WHAT IS IT?
THE CHOREOGRAPHIC MARATHON is now ongoing for over 2 decades
deepening expressions across ALL GENRES and ALL FORMS of NEW CREATION in Movement Arts for over 25 years.
Take an idea and Run with it …
Question 1: How long is a marathon? 26.2 miles
Question 2: How long is the choreographic marathon? 26.2 hours +++ and continuing interaction over 4 months
Question 3: Why? To learn the Art of the Possible in a shared community pulling each other along not because it’s easy, but because it is hard, going deep inside yourself and drawing on inner creativity and strength that you might have never known even existed.
Days of ultra-Intensive Exchange, Development, Mentoring in Movement Arts Creation and Performance for established and emerging movement artists from all forms of dance and movement-based arts.
Bring a work or an idea from your genre - material to test, twist, develop, cut, reflect on, refashion, reason, rescue, refine. Work within your own creative process to deepen or stretch boundaries. Exchange in an environment of rigorous professional support. Move how you work forward. Share feedback and take it immediately back into the studio. Break blocks. Build creative stamina. Hit a wall. find the other side. Play with your demons. Wrestle with angels. Work in a way that has refreshed how you’ve created or performed before.
Lead mentor, Maxine Heppner has been leading creative development platforms for over 40 years in Canada & internationally. Her creations range from intimate chamber works to inter-medial installations, cross-collaborations and massive ensemble pieces. She has been honoured by the trust of colleagues and many Canadian and international awards and recognitions, since the 1970's. When faculty at Montreal’s Concordia University (1993-2000) she developed the choreographic marathon approach to enable movement artists to create within a continuous flow of idea, execution & reflection leading to a deepening of process & creation.
Co-mentors have included, with Maxine, renowned artists Susan Lee, Jessica Runge, Takako Segawa, Junia Mason, Kate Lynx Alsterlund, Michael Caldwell, Sashar Zarif, Charmaine Headley, Peter Jenkins, and other Across Oceans associates, who, over years have developed a coherent approach to this work.
Each Choreographic Marathon adjusts its approach in response to the work and may add specialists to support particular needs. Attention is given to creators' and performers' development and development of facilitation approaches.
Across Genres & Heritages of Movement Arts
The CM digs to the fundamentals of expression-through-movement, responding to diverse movement artists across generations with roots in many dance forms. To date: from 19-87yrs, with roots in Modern, Ballet, Break, Cypher, Afro-Caribbean, South-Asian, Classical-Japanese, Native-Canadian, Middle-Eastern, West, East & South African, LeCoq, Capoeira, Comedia del Arte, Contact, Gay Idiom, Body-Mind Centring, Deaf Sonics, Performance Art. Artists work within their own processes and developmental rhythms. Sessions are multilingual. The facilities are accessible. Some programs become international through online interactions.
Artists' common links
The desire to clarify and strengthen personal voices in new creations within their dance form, readiness to be challenged by people outside their normal frame of reference, and willingness to put personal artistic principles and ways of working under scrutiny through independent and mentored studio work and intense group feedback and support sessions, to deepen individual understandings and artistry.
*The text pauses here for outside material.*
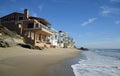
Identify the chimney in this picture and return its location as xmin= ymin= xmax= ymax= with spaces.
xmin=24 ymin=9 xmax=29 ymax=20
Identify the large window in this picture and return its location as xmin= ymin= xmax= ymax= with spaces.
xmin=19 ymin=17 xmax=23 ymax=20
xmin=27 ymin=23 xmax=34 ymax=28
The Choreographic Marathon is an Across Oceans Arts response to movement artists' quest to go beyond personal boundaries to discover deep personal creative resources for their new creations. Training, professional and critical expectations are demanding. Needed are introspection, clarity of intention, a deep understanding of movement itself, stamina and commitment to stick with “it” and an understanding of the public context of one’s work.
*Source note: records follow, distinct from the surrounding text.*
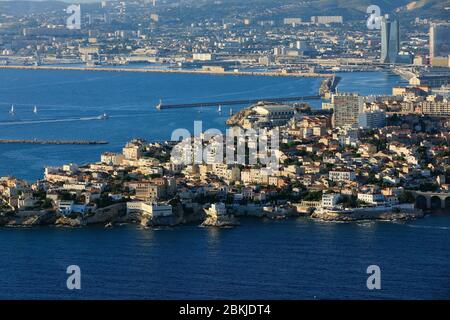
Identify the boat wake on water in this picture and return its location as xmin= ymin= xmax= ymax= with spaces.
xmin=405 ymin=224 xmax=450 ymax=230
xmin=0 ymin=115 xmax=110 ymax=126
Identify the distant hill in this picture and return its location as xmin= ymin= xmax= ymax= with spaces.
xmin=0 ymin=0 xmax=448 ymax=20
xmin=273 ymin=0 xmax=450 ymax=19
xmin=395 ymin=0 xmax=450 ymax=16
xmin=181 ymin=0 xmax=449 ymax=21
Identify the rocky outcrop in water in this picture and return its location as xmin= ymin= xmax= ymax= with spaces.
xmin=85 ymin=203 xmax=127 ymax=224
xmin=202 ymin=214 xmax=239 ymax=227
xmin=311 ymin=208 xmax=424 ymax=222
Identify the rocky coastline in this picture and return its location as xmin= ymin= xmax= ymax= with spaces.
xmin=0 ymin=203 xmax=426 ymax=228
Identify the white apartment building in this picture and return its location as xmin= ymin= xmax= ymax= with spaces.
xmin=357 ymin=193 xmax=386 ymax=205
xmin=284 ymin=18 xmax=302 ymax=25
xmin=193 ymin=53 xmax=213 ymax=61
xmin=57 ymin=200 xmax=91 ymax=216
xmin=101 ymin=152 xmax=125 ymax=165
xmin=241 ymin=168 xmax=270 ymax=185
xmin=206 ymin=203 xmax=228 ymax=217
xmin=321 ymin=194 xmax=342 ymax=208
xmin=123 ymin=141 xmax=143 ymax=160
xmin=311 ymin=16 xmax=343 ymax=24
xmin=211 ymin=164 xmax=241 ymax=184
xmin=126 ymin=202 xmax=173 ymax=218
xmin=252 ymin=103 xmax=295 ymax=127
xmin=420 ymin=101 xmax=450 ymax=117
xmin=329 ymin=170 xmax=356 ymax=182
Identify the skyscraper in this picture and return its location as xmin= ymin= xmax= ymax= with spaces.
xmin=380 ymin=15 xmax=399 ymax=64
xmin=430 ymin=23 xmax=450 ymax=67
Maxine Heppner developed the Choreographic Marathon approach when teaching choreography at Concordia University (1993-2000) to solve the problem of creative development too often cut short, restricted by the mundane realities of studio times and a sense of working in creative vacuums. The first participating artists (including many current notables!) found that the intense non-stop work-time succeeded in providing an invaluable environment where they had to become absolutely honest about their work, expanding their creative capacities and producing surprising work in a compact amount of time. The CM approach continues to prove itself relevant guiding, cajoling, and supporting artists' personal and aesthetic development, at different stages of their careers.